Quante persone come Enrica Calabresi ci sono, che non abbiamo saputo scoprire e raccontare?
E' questa la domanda che mi è stata fatta ieri da uno studente - credo che si chiami Demetrio - del liceo Ariosto di Ferrara, dove, assieme ai famigliari di Enrica, la scienziata ebrea cancellata dalle persecuzioni razziali, ero stato invitato per presentare Un nome.
E' questo il bello degli incontri nelle scuole. Credi di andare a insegnare qualcosa e invece, se le cose vanno bene, finisci per misurarti con domande che non ti eri mai posto. Così torni a casa contento, perché in qualche modo più ricco.
Ognuno dei milioni di morti della Shoah meriterebbe un libro. Così ho risposto. E lo stesso potrebbe valere anche per ogni morto della Grande Guerra o della Guerra di Spagna. O per ogni persona in genere, anche morta in pace nel suo letto: ognuna meriterebbe un libro.
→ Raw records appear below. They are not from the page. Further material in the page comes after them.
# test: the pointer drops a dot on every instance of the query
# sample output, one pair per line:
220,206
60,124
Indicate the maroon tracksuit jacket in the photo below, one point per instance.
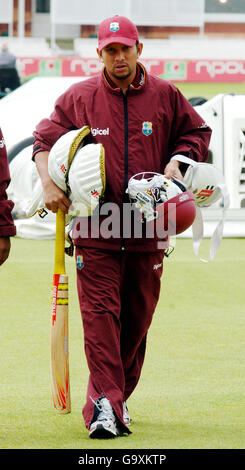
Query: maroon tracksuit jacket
119,279
7,227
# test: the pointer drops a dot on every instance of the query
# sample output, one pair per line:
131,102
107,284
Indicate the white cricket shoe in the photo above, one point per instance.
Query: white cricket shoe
104,425
126,417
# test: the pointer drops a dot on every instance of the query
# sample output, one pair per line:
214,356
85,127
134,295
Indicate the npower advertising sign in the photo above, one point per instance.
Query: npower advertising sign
169,69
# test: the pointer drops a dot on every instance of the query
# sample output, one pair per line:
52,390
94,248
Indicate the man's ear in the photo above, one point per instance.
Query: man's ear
99,54
139,48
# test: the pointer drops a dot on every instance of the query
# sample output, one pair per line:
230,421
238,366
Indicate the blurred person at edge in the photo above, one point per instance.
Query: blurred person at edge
7,227
7,59
119,280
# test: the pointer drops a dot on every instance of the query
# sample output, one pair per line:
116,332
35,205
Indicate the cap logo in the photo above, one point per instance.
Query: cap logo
114,27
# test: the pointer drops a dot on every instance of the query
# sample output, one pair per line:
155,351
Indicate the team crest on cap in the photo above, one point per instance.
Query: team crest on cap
147,128
114,27
80,262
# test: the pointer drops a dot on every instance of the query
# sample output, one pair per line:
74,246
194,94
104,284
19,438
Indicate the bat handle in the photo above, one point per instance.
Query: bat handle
59,260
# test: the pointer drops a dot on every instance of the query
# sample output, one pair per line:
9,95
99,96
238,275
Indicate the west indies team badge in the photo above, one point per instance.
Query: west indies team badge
80,263
147,128
114,27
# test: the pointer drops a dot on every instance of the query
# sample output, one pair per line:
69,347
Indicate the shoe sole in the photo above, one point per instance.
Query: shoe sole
101,433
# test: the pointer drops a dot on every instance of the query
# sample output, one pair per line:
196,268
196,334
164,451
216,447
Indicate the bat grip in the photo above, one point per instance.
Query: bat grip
59,261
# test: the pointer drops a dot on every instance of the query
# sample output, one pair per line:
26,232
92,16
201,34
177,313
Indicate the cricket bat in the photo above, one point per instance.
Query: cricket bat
60,380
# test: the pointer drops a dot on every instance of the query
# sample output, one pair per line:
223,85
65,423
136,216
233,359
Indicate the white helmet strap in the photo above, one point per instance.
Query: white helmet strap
197,226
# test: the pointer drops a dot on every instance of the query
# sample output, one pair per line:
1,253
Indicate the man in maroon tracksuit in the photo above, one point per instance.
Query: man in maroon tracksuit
141,121
7,227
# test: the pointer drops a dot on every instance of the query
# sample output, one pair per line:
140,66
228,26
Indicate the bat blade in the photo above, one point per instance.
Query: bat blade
60,381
Però è vero, è stata una grande fortuna poter raccontare la storia di Enrica, una donna di cui era rimasto solo il nome, peraltro non collegato alle persecuzioni razziali. E quanto di lei che è comunque svanito. Ogni vita, del resto, anche la più documentata, può essere raccontata solo accettando larghi vuoti, silenzi che sono come pause nel linguaggio della musica.
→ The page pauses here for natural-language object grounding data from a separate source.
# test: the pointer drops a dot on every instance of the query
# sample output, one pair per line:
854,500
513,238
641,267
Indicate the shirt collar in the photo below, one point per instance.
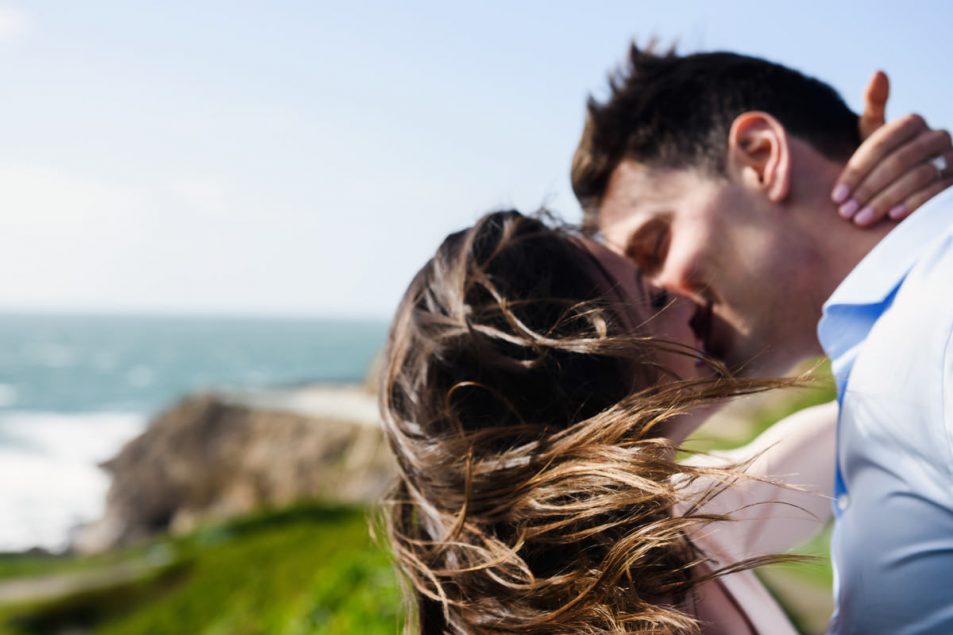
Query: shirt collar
885,266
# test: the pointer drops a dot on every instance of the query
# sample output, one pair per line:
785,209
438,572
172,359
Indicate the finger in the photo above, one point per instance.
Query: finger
887,201
921,197
881,143
875,104
924,146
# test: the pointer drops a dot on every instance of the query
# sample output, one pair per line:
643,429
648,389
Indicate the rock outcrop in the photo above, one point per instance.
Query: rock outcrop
212,457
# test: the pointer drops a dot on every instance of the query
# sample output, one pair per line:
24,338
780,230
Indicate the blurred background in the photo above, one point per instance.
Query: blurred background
208,212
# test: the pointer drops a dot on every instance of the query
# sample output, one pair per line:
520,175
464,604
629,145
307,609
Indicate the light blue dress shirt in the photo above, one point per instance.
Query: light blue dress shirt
887,329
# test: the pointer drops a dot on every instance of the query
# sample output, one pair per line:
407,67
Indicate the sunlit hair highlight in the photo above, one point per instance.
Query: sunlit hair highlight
535,491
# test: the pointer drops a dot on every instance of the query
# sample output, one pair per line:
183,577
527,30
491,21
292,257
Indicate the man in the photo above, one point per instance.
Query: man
714,173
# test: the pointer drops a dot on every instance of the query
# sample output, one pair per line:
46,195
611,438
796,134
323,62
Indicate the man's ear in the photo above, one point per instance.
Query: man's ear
759,152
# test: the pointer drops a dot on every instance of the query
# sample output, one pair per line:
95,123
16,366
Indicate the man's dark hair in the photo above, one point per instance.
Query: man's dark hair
671,111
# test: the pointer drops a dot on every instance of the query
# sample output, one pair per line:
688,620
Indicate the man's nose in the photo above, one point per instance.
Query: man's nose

Enrica è diventata un libro solo per una serie di combinazioni. I molti sono stati solo e soltanto inghiottiti dalla Storia, senza alcuna possibilità di essere richiamati dal lavoro della memoria.
Memoria che è una continua tensione tra dovere e potere. Così ho concluso: ciò che sarà possibile è poca cosa, però abbiamo sempre il dovere di provarci.